El mariscal del infierno (The Marshal From Hell), aka The Devil's Possessed, is a 1974 Spanish/Argentine co-production. It was a historical drama directed by Leon Klimovsky, written by Paul Naschy and co-produced by Nestor Gaffet and Jose Antonio Perez Giner. It starred Paul Naschy in the title role, and co-featured Norma Sebre and Guillermo Bredeston.

Naschy said he based the lead character Gilles de Lancre on the notorious medieval serial killer Gilles de Rais, and the film's plot was a loose remake of the 1956 Akira Kurosawa film Throne of Blood (itself an adaptation of Shakespeare's Macbeth).

It was filmed in May and June 1974, and was theatrically released only in Spain and Belgium that same year as El mariscal del infierno. It was released on VHS home video in the 1980s as The Devil's Possessed. There appears to have been a somewhat sexier "international version" of the film at one time, but it apparently no longer exists.

==Plot==
In medieval France, the Baron Gilles de Lancre becomes obsessed with alchemy and black magic, and his wife (the sadistic Georgelle) encourages his interests, fooling him into believing that an alchemist friend of hers named Simon de Braqueville can change lead into gold if the Baron will supply him with a quantity of virgins' blood to use as an ingredient. The Baron orders his soldiers to kidnap any young virgins in the area, and his wife has the girls violently sacrificed in ways that satisfy her own sadistic urges.

Gaston de Malebranch, a young military hero in the Baron's army, returns home from a long journey, and begins to hear bizarre stories about the Baron and his wife sacrificing young maidens. Georgelle is afraid that de Malebranch might mess up their routine if he learns the truth about what they've been doing, so she tries to get the Baron to kill him, but the Baron refuses since de Malebranch had saved his life in the past.

Georgelle tells the Baron that she can arrange for the Devil himself to appear, and she tricks the Baron by putting the severed head of a young man on an altar while the alchemist hides behind the structure and uses ventriloquism to make it appear as if the head is speaking. The Baron has become so naive that he actually believes that he is talking to the Devil.

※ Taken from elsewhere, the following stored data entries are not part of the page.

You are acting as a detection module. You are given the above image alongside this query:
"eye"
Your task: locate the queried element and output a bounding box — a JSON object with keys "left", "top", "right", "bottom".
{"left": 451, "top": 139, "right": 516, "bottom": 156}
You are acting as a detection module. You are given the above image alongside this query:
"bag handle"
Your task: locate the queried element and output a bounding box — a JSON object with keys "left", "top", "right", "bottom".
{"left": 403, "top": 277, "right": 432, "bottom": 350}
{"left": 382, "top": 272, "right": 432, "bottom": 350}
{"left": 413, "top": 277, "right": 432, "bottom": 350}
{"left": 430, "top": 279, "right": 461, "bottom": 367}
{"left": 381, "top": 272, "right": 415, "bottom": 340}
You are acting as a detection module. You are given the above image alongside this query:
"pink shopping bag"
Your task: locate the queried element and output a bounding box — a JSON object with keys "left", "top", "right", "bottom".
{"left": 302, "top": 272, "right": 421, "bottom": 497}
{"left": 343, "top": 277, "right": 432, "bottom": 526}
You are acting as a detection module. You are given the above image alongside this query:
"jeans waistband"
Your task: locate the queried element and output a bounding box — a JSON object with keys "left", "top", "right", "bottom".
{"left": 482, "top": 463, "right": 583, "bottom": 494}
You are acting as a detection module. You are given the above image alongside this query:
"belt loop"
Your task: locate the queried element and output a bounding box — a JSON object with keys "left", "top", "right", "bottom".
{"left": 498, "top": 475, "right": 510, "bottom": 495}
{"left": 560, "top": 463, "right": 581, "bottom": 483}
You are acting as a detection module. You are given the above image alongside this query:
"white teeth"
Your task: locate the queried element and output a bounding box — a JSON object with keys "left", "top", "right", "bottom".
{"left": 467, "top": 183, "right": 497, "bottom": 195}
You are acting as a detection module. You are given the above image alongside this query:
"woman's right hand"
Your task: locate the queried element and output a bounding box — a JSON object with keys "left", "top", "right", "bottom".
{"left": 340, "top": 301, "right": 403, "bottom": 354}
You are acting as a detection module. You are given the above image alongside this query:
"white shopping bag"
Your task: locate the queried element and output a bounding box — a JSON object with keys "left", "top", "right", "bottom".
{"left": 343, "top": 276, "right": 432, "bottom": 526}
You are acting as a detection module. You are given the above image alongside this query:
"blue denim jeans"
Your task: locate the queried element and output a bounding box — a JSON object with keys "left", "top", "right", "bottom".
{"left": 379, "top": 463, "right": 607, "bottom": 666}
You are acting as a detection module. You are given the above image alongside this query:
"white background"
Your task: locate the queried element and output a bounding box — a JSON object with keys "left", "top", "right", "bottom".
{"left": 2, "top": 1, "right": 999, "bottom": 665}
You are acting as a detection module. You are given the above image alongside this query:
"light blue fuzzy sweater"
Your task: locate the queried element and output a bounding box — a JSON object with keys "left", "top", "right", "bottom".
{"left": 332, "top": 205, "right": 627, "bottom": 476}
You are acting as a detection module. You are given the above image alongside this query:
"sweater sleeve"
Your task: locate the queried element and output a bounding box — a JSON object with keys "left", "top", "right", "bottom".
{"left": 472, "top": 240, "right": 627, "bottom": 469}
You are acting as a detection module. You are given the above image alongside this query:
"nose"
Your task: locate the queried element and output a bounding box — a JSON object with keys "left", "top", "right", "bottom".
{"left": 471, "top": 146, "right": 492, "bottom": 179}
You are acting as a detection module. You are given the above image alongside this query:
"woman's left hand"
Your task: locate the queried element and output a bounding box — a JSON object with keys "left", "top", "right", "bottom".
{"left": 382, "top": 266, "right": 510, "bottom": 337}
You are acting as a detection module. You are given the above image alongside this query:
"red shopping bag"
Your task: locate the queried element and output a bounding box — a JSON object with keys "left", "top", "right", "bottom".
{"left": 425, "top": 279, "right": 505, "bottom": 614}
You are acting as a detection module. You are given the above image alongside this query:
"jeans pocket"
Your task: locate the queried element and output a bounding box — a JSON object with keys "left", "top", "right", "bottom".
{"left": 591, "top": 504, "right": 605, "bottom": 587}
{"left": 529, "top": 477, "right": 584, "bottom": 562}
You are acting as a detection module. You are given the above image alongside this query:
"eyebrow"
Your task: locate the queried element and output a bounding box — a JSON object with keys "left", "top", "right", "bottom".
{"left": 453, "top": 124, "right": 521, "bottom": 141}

In the end, de Malebranch leads a revolt against the Baron and he and his men lay siege to the castle. The Baron takes on the whole group of rebels, thinking he has become invulnerable. He winds up riddled with arrows and dies, in a definite visual reference to Throne of Blood.

==Release==
The film was released on Shout Factory's Blu-ray as part of their Paul Naschy Collection 2 set.